With its final game of October, Alabama is right where Nick Saban wants it. The Crimson Tide coach is orchestrating behavior on the field and in the seats, and all parties seem only too glad to follow the dear leader’s every command so long as the championships keep coming.
The power of Saban was on full display Saturday.
His team put up another name-the-score kind of victory, this time taking apart Tennessee 45-10. The unbeaten (8-0) and No. 1-ranked Crimson Tide have won their past five games by an average of 37 points.
And, after suggesting last week that the fans were not doing their part, daring to leave these blowouts early, there was a marked loud presence in the stands right to the final whistle of a fourth quarter as compelling as a quilting bee.
Oh, what a pleased man the coach was, an almost microscopic trace of a smile appearing on his face as he said: “I’m really happy, our players are really happy and I hope our fans are really happy. I certainly appreciated our fans today. They stayed for the game and did a great job of supporting our team.”
Yes, that blase Alabama fan base is really starting to come together.
The team is not so shabby either.
Possessing two consecutive BCS championships — and three of the past four — Alabama is still playing like a team starving for glory. There were thoughts that this Bama team was vulnerable — with its offensive line all gone to the NFL and its defense giving ground in the first two games against Virginia Tech and Texas A&M.
But something very Alabama-like has happened since: Saban’s team has gotten progressively better every week. And as the rest of the SEC has been cannibalizing itself, the Crimson Tide have just been separating themselves further from the rest of the conference.
Someone even dared to ask receiver Kevin (six catches, 112 yards and a touchdown) Norwood on Saturday if this might be the best Alabama team of the past three seasons. “I hope so,” he answered coyly.
Oh, and that supposedly inferior offensive line: Quarterback AJ McCarron went another game without suffering a sack, his fourth in a row.
Tennessee is a benchmark for two of the more prominent teams jockeying for position atop the BCS standings. Earlier this year, Oregon beat the Volunteers by 45. Alabama’s 35-point victory was against a Vols team that had professed marked improvement. The proof included a victory over South Carolina a week ago.
It long ago stopped mattering how Alabama won. Now, it is strictly a matter of by how many.
This dynasty has to do something far more difficult now than win a game in the toughest conference in college football. It has to please itself. And it came close Saturday.

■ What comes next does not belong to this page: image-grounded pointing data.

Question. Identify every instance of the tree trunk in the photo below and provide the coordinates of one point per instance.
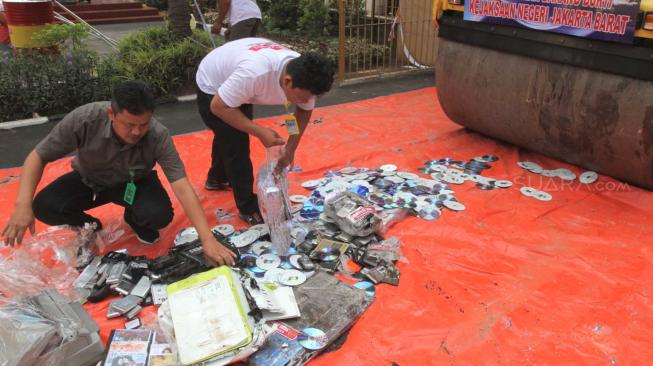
(179, 17)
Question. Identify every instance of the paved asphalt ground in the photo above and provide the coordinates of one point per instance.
(182, 117)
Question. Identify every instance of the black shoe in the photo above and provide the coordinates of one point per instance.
(212, 185)
(252, 219)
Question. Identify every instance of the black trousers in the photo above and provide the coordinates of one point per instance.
(64, 201)
(230, 161)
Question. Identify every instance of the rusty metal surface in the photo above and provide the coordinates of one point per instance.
(596, 120)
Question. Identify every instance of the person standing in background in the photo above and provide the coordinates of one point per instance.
(244, 19)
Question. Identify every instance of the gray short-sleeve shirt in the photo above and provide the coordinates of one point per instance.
(101, 158)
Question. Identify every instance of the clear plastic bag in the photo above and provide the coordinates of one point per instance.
(273, 201)
(353, 215)
(46, 329)
(47, 260)
(389, 218)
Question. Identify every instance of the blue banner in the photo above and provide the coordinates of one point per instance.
(608, 20)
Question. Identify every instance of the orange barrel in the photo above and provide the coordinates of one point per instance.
(26, 17)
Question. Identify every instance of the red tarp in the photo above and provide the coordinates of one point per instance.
(510, 280)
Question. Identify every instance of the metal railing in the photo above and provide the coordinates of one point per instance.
(377, 37)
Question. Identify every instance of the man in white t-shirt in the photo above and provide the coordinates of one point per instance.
(244, 18)
(254, 71)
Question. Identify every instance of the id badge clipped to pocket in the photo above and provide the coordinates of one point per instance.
(291, 123)
(130, 193)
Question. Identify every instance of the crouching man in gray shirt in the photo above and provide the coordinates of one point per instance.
(117, 145)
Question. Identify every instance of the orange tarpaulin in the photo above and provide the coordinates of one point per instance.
(510, 280)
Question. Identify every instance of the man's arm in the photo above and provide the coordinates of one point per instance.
(236, 119)
(223, 9)
(303, 117)
(191, 204)
(22, 217)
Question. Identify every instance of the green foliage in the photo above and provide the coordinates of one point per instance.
(57, 83)
(159, 4)
(49, 84)
(161, 59)
(283, 15)
(64, 36)
(314, 21)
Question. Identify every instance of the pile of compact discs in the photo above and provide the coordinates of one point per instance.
(587, 177)
(385, 188)
(257, 256)
(453, 171)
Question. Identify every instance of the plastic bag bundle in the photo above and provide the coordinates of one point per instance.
(47, 260)
(273, 201)
(353, 214)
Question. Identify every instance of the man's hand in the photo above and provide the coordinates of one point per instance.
(286, 160)
(269, 137)
(21, 219)
(217, 253)
(216, 28)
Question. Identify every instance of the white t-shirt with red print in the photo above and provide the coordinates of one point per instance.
(247, 71)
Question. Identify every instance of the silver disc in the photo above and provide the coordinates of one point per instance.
(312, 184)
(292, 277)
(543, 196)
(272, 275)
(261, 247)
(503, 183)
(407, 175)
(588, 177)
(294, 260)
(454, 205)
(261, 228)
(224, 230)
(297, 198)
(186, 235)
(528, 191)
(268, 261)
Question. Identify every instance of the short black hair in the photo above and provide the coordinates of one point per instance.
(311, 71)
(135, 96)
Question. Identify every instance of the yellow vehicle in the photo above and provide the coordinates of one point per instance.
(582, 100)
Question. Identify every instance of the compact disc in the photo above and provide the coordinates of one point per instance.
(407, 175)
(588, 177)
(298, 198)
(454, 205)
(261, 228)
(294, 261)
(312, 338)
(453, 179)
(388, 167)
(272, 275)
(312, 184)
(224, 230)
(486, 186)
(245, 239)
(261, 247)
(429, 213)
(186, 235)
(268, 261)
(503, 183)
(528, 191)
(327, 254)
(486, 158)
(349, 170)
(368, 287)
(543, 196)
(292, 277)
(257, 272)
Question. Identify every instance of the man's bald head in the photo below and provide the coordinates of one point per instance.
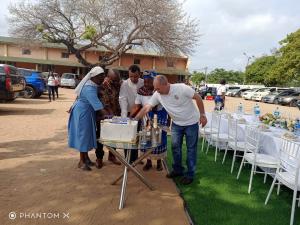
(161, 84)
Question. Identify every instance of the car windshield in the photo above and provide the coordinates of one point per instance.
(26, 73)
(68, 76)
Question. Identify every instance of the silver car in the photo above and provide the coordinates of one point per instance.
(69, 80)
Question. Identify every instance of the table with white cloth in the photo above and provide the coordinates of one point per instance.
(270, 141)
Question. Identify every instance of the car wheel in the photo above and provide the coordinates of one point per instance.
(293, 103)
(29, 92)
(38, 94)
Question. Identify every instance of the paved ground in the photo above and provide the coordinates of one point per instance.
(38, 174)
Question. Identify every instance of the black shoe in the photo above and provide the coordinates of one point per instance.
(159, 166)
(186, 181)
(174, 174)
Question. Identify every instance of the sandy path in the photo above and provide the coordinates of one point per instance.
(38, 174)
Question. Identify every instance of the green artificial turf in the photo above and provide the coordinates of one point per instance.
(216, 197)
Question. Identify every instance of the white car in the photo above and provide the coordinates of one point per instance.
(248, 94)
(69, 80)
(263, 92)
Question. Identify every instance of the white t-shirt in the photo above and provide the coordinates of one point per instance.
(179, 104)
(51, 81)
(221, 89)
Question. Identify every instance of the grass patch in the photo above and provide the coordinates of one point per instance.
(216, 197)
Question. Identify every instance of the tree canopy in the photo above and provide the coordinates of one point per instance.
(282, 67)
(114, 26)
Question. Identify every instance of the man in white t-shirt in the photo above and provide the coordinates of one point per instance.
(128, 93)
(177, 99)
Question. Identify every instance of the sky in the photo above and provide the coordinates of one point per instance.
(228, 29)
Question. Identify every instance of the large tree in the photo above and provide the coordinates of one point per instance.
(287, 68)
(114, 26)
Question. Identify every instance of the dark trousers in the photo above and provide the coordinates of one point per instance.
(56, 90)
(191, 135)
(99, 150)
(51, 90)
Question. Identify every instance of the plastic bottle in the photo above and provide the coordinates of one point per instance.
(297, 128)
(276, 112)
(256, 110)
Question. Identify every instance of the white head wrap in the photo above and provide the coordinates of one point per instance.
(94, 72)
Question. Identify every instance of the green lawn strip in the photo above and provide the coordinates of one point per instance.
(216, 197)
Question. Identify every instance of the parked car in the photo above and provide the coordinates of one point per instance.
(239, 92)
(273, 97)
(11, 82)
(248, 94)
(69, 80)
(212, 91)
(45, 76)
(290, 100)
(35, 84)
(231, 90)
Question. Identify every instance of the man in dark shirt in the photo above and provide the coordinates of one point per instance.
(109, 95)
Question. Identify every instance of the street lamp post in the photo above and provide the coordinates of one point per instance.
(248, 60)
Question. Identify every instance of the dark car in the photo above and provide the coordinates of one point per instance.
(212, 91)
(11, 82)
(274, 96)
(290, 100)
(238, 93)
(35, 83)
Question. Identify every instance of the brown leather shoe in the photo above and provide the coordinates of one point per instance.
(99, 163)
(113, 159)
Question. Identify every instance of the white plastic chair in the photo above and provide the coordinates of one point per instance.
(254, 157)
(205, 133)
(233, 143)
(218, 136)
(288, 172)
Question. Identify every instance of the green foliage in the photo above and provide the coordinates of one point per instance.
(287, 68)
(89, 33)
(229, 75)
(280, 68)
(259, 71)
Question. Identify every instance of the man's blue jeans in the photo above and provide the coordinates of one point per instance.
(191, 135)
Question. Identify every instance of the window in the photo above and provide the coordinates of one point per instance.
(137, 61)
(26, 51)
(65, 55)
(170, 63)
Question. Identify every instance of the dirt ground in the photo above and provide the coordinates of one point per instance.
(38, 175)
(38, 172)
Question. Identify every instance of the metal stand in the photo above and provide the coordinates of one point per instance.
(126, 163)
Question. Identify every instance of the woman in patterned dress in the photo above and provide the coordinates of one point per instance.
(143, 96)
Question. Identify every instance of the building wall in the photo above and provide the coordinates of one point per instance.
(16, 51)
(146, 62)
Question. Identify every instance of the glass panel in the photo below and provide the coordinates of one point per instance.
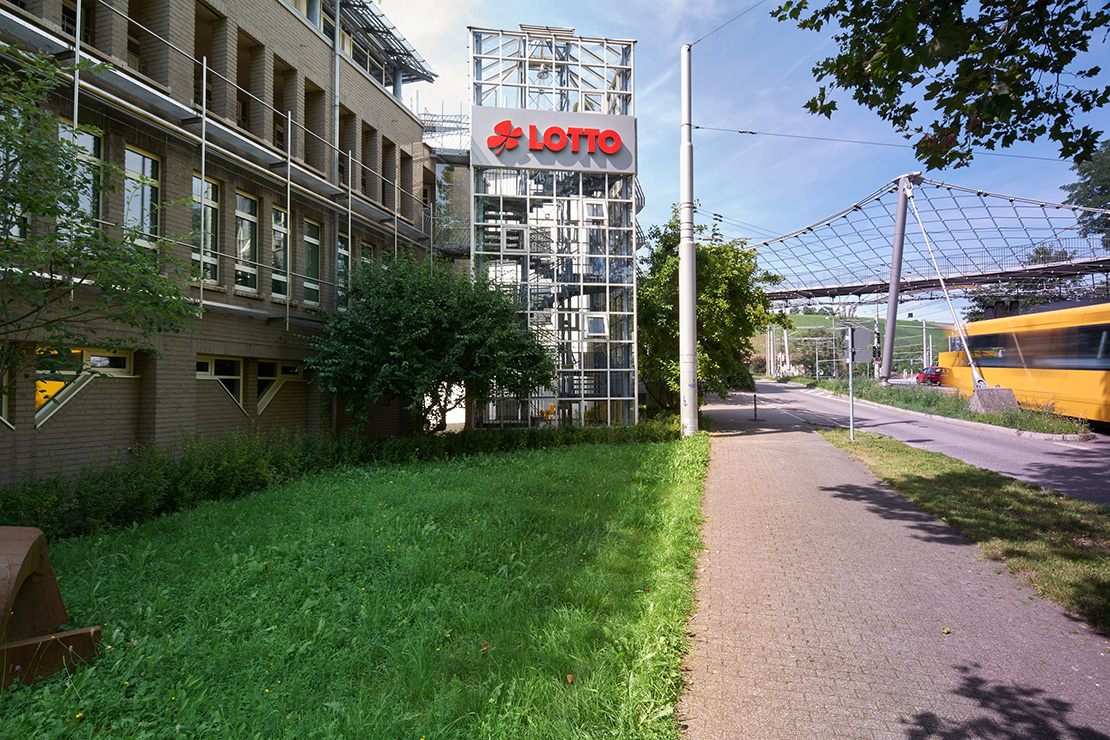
(542, 211)
(619, 214)
(621, 270)
(541, 182)
(595, 270)
(485, 69)
(567, 184)
(595, 386)
(621, 241)
(621, 326)
(593, 185)
(595, 241)
(593, 78)
(622, 412)
(513, 210)
(621, 298)
(540, 241)
(487, 239)
(512, 97)
(619, 355)
(511, 72)
(621, 384)
(514, 240)
(595, 356)
(594, 296)
(540, 99)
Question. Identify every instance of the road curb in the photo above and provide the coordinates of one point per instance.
(972, 425)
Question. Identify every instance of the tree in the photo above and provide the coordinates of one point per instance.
(1092, 190)
(67, 279)
(416, 333)
(995, 72)
(730, 308)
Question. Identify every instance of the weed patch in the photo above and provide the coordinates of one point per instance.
(533, 594)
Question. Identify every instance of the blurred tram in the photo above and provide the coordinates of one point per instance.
(1057, 360)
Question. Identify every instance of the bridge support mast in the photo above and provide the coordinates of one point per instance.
(905, 186)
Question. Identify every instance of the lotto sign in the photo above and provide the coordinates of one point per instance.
(544, 140)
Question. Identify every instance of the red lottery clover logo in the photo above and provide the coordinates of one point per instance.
(506, 138)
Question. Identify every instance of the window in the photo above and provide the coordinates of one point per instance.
(60, 378)
(271, 377)
(142, 174)
(246, 242)
(279, 253)
(226, 371)
(311, 262)
(205, 208)
(342, 269)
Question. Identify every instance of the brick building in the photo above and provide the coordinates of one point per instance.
(289, 139)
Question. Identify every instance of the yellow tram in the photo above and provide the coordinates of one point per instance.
(1055, 360)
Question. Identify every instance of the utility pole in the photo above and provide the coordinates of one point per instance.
(905, 186)
(926, 356)
(687, 255)
(786, 350)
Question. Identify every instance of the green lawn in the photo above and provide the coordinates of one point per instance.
(531, 595)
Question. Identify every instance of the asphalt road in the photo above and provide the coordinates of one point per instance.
(1077, 468)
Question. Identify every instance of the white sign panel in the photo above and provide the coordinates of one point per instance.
(547, 140)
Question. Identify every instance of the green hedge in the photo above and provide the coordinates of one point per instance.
(159, 480)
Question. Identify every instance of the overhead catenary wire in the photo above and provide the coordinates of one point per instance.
(869, 143)
(734, 18)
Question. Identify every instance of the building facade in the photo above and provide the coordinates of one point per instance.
(553, 211)
(288, 155)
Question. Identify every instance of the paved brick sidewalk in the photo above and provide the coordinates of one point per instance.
(824, 599)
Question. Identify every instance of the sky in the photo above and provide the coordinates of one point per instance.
(750, 72)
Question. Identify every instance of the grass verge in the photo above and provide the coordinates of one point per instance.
(535, 594)
(1060, 545)
(931, 401)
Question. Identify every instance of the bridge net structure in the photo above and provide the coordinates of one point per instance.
(966, 237)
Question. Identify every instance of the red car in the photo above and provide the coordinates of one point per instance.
(932, 375)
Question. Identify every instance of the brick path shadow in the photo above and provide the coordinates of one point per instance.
(1011, 711)
(890, 505)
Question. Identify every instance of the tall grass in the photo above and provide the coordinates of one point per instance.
(157, 480)
(538, 594)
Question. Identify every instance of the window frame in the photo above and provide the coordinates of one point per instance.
(311, 280)
(279, 245)
(283, 373)
(342, 270)
(246, 267)
(48, 404)
(211, 374)
(207, 260)
(148, 226)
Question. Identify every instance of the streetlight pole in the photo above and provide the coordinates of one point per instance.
(687, 286)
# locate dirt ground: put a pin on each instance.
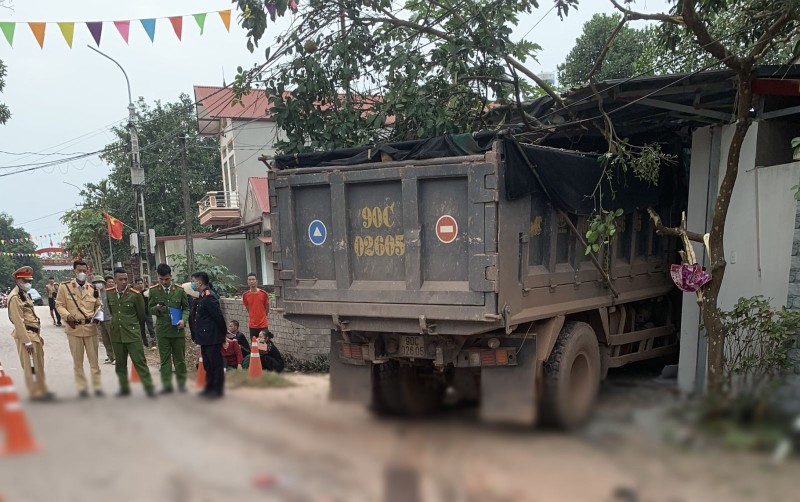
(293, 444)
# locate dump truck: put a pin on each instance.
(457, 266)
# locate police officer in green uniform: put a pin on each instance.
(171, 337)
(127, 311)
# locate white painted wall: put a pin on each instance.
(758, 248)
(251, 139)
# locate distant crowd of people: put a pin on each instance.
(128, 319)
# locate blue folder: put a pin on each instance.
(176, 315)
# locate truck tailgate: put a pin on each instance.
(414, 233)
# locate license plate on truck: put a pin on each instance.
(413, 346)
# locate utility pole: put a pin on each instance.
(187, 206)
(137, 179)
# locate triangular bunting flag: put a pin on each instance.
(225, 15)
(96, 29)
(201, 21)
(38, 32)
(68, 30)
(149, 26)
(8, 31)
(177, 25)
(124, 29)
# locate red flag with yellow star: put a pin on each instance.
(114, 227)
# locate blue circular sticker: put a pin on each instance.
(317, 233)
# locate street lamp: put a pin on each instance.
(137, 174)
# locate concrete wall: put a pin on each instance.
(229, 253)
(790, 394)
(290, 338)
(252, 245)
(759, 232)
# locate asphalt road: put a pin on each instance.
(294, 445)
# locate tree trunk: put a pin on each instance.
(713, 325)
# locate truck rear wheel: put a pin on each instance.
(408, 391)
(571, 377)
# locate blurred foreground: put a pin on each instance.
(291, 444)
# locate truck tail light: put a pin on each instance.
(352, 351)
(487, 358)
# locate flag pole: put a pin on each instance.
(111, 252)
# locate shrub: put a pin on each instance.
(319, 364)
(756, 354)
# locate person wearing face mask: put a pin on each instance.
(78, 303)
(27, 335)
(207, 324)
(104, 328)
(165, 300)
(127, 307)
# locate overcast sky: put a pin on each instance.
(65, 100)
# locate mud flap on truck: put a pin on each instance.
(508, 393)
(348, 382)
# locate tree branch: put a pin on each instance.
(706, 41)
(672, 231)
(599, 61)
(393, 20)
(641, 16)
(767, 39)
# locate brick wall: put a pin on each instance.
(290, 338)
(790, 396)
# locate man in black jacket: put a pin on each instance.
(208, 330)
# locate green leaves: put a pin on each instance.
(602, 228)
(387, 74)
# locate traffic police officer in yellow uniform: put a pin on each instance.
(127, 312)
(78, 302)
(27, 335)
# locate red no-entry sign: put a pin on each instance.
(446, 229)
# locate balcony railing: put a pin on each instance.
(221, 200)
(219, 208)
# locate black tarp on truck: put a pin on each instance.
(438, 260)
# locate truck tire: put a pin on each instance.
(571, 377)
(406, 391)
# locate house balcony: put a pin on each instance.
(219, 208)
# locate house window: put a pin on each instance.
(233, 174)
(259, 263)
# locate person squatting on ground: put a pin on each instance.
(164, 299)
(207, 325)
(127, 308)
(52, 290)
(257, 303)
(27, 335)
(103, 285)
(78, 303)
(232, 350)
(271, 358)
(233, 332)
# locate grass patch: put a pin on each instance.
(269, 379)
(319, 364)
(757, 437)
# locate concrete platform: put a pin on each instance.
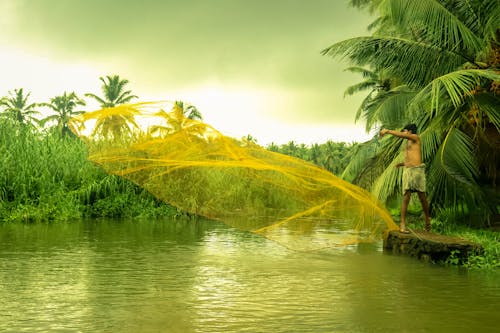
(428, 246)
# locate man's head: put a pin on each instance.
(411, 128)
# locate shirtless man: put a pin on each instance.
(413, 173)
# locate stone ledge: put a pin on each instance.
(427, 246)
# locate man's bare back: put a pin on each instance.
(413, 174)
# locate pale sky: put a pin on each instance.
(249, 66)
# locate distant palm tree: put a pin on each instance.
(114, 93)
(64, 106)
(16, 107)
(445, 53)
(181, 117)
(115, 125)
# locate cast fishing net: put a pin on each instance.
(193, 167)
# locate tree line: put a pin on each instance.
(434, 63)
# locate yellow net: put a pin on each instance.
(193, 167)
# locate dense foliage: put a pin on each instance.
(332, 156)
(435, 63)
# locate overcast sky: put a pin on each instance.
(250, 66)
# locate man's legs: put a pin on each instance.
(404, 208)
(425, 207)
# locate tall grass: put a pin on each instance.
(47, 177)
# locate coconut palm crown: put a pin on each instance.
(63, 106)
(17, 108)
(444, 56)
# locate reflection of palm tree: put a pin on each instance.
(16, 107)
(182, 117)
(119, 124)
(443, 57)
(64, 106)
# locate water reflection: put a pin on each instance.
(201, 276)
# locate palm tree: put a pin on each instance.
(63, 106)
(182, 117)
(113, 90)
(445, 55)
(17, 108)
(119, 124)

Here was an example of how the lords of college football operate in the pursuit of self-improvement:
With its first possession Saturday the Crimson Tide ran a flanker screen to the left that gained 11 yards, but was nullified by an illegal block. Only one thing to do then: They ran the exact same play to the other side, and Amari Cooper went undisturbed for a 54-yard touchdown.
There, guess that little problem was solved.
On the next possession, running back T.J. Yeldon was stopped a foot short of the goal line. He was handed the ball on the next play and scored as routinely as if finishing a practice drill.
Give Saban a free afternoon — and the Crimson Tide have an off week before meeting LSU — he perhaps could clear up those glitches on the health care web site.
The first half was Alabama performing at a perfect pitch, running to a 35-0 lead. Saban, almost giddy, repeated, “I want to say again how proud and how pleased I was with how our guys came out and competed in the first half of this game.”
Tennessee coach Butch Jones had a slightly different view. “We probably played our worst half of football that we have played all year,” he said. “Some of it was due to the quality of our opponent. Some of it was self-inflicted wounds.” The Vols, 4-4, 1-3 in the SEC, are now 0-3 on the road this season.
In that first half, the Crimson Tide churned out 16 first downs to Tennessee’s six, and put up 292 yards of offense to the Vols’ 150. It was a first-half TKO, the last 30 minutes but a formality.
The end result was an Alabama team gaining steam at the right time. “We are very close to where we want to be,” said safety Landon Collins, whose 89-yard interception return wrapped up the first-half scoring binge. “We know where we want to be at the end of the season, and it feels great now.”
And the fans seem to be peaking as well.
“We’re just asking them to do the things our players do,” Saban said. No one is allowed to take off a single play, even the paying customer.